Have a read then message me how you fit

  • Regular drinkers
  • 2 x males
  • BC1 – good mix
  • All to have drunk one of these twice or more in the last month. Birra Moretti, Estrella, HopHouse 13, Amstel, Peroni NA
  • All to have drunk one or more of the following in the past 3 months: Ashai SuperDry, Budweiser, Budweiser Budvar, Camden Hells, Carling, Corona, Estrella, Fosters, Heineken, Kozel, Meantime, Pilsner Urguell, Brew Dog, San Miguel and Stella Artois
  • All to drink regularly in city centre clubs and/or bars


New post

This gives the sex and age that is being looked for but the rest of the questions are taken from the screener so that the potential participants do not know the exact brands or behaviours that are being looked for.

  • Men
  • Aged 24-40
  • Who enjoy drinking beer
  • What is your occupation?
  • Describe what places you would usually go to for a typical night out e.g. country pub, suburban pub, city centre club, city centre bar

In the last three months please state if you have drunk any of the following beers and if so how often:

Ashai SuperDry, Budweiser, Budweiser Budvar, Camden Hells, Carling, Corona, Estrella, Fosters, Heineken, Kozel, Meantime, Peroni Nastro Azzurro, Pilsner Urguell, Brew Dog, San Miguel and Stella Artois

From the above list are there any you have drunk in the past month and if so how often?

Example 2 – Supermarket research

Original post

This example was posted on social media and the retailer of interest for the research has been revealed.

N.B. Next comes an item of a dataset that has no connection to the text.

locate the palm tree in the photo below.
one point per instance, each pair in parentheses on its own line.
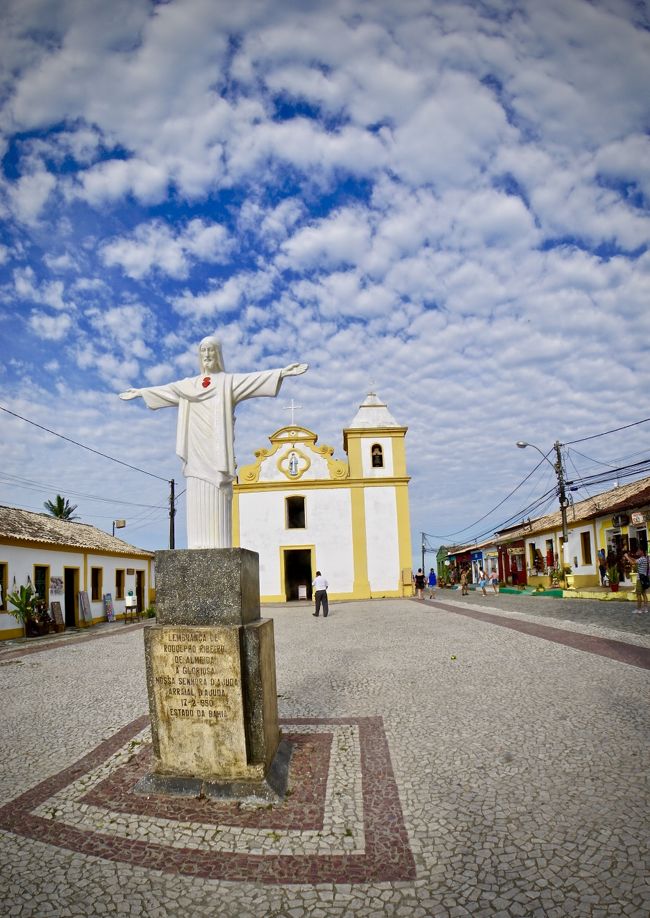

The study was looking for a cross section of the population who shop in a particular area of Manchester.

  • All participants to live in South Manchester and to be aged 20-70 years of age
  • All must receive marketing posts from stores and retailers at their home
  • Mix of Co-op and Non Co-op customers
  • All Co-op customers to be aware of and with ready access to the Ladybarn Co-op store.
    Ideally all to have used the store
  • Half of the Co-op customers to be members of the Co-op and half to be non-members
  • Mix of men and women
  • BC1C2D social grades


 New post

This gives the participant some information about the location where they need to live and shop but doesn’t give the retailer which is the focus of the research.

  • Men or women aged 20-70 years of age
  • Who are solely or jointly responsible for the household shopping
  • Who live and shop in the South Manchester area
  • What is your occupation?
  • What stores do you do your grocery shopping at e.g. Sainsbury’s, Tesco, Co-op, Morrisons, Asda, Waitrose, Aldi, Lidl or independent grocery stores? Please state the names and locations of the stores you use.
  • Do you have any store loyalty cards or are you a member of any store e.g. Nectar, Tesco Clubcard, Co-op membership, Morrisons More, my Waitrose? Please state all that you have.

Once the responses have been received and you have identified potential recruits you must always arrange to speak with people by telephone to fully screen them. Build in checks to make sure people are who they say they are, or have the jobs they say they have. The type of checks that you could use include:

  • Requiring participants to bring relevant identification to a session e.g. if the research is for cars the participant could be told to bring their V5C document with them, if the research is about utilities the participant could be told to bring a copy of their most recent bill.
  • Pre-checking over the telephone with necessary checks being asked to confirm the person is who they say they are and that they fit the spec needed for the project.